Performance & Inference Speedups

SwarmLLM's distributed inference path ships with a stack of optimisations that are on by default — you get them without touching a config. This chapter names each one, explains what it does, and shows the measured win so you can tell which levers matter for your workload.

A few are flag-gated because the win is workload-dependent or the path is still being hardened; those are documented at the bottom so you can turn them on intentionally.

The full design notes live in docs/plans/archive/distributed_inference_speedup.md with benchmark recipes in docs/plans/benchmarks/.

The default-on stack

Continuous batching

Concurrent /v1/chat/completions requests for the same model share one forward pass per decode tick instead of running serially. GPU builds use a fused forward_batch kernel; CPU workers fall through to sequential with no regression.

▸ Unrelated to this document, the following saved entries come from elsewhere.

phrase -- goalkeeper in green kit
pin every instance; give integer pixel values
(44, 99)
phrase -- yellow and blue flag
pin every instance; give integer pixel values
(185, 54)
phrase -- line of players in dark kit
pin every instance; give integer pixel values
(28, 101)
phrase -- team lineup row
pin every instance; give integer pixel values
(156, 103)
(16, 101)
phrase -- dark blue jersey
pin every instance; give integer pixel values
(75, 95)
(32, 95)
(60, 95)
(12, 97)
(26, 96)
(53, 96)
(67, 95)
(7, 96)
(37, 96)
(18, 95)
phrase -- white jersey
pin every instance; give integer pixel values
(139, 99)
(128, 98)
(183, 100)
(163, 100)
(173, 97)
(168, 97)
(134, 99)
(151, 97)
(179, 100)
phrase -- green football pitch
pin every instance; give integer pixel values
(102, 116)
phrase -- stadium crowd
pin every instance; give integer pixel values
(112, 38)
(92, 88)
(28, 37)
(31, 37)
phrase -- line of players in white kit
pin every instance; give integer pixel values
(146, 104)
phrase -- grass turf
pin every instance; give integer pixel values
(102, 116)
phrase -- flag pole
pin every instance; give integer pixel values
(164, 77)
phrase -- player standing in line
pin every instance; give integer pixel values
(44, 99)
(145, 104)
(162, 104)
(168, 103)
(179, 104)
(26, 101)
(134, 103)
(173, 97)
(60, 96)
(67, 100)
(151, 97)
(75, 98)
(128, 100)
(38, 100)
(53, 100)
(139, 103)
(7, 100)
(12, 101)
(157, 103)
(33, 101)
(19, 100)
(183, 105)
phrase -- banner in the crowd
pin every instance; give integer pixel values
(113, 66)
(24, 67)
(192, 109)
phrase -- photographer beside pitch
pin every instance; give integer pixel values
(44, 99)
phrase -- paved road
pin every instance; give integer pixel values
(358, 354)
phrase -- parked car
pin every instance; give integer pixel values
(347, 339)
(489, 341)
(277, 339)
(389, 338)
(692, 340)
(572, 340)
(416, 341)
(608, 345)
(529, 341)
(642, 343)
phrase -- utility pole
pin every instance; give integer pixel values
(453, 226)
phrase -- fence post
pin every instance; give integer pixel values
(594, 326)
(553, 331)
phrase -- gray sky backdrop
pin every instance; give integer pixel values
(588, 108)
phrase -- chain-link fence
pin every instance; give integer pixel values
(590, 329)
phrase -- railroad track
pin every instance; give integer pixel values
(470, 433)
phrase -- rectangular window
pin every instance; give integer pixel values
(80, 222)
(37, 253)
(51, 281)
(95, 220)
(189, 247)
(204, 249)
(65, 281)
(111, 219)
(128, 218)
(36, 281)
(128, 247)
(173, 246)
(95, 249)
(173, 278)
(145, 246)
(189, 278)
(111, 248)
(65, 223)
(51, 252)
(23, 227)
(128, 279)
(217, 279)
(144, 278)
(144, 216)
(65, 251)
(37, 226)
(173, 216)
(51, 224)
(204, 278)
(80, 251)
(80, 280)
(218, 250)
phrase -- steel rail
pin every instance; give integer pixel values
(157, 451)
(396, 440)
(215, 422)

Measured: 1.34–1.55× GPU throughput at batch 2–8 on RTX 3070 + TinyLlama Q4
Config: inference.continuous_batching = true (default)

Remote-generate fast path

For single-segment distributed inference (the common case: one remote node owns the whole model, requester does embedding + sampling), skip the per-token coordinator round-trips and run the decode loop end-to-end on the remote worker. Tokens stream back as they're sampled.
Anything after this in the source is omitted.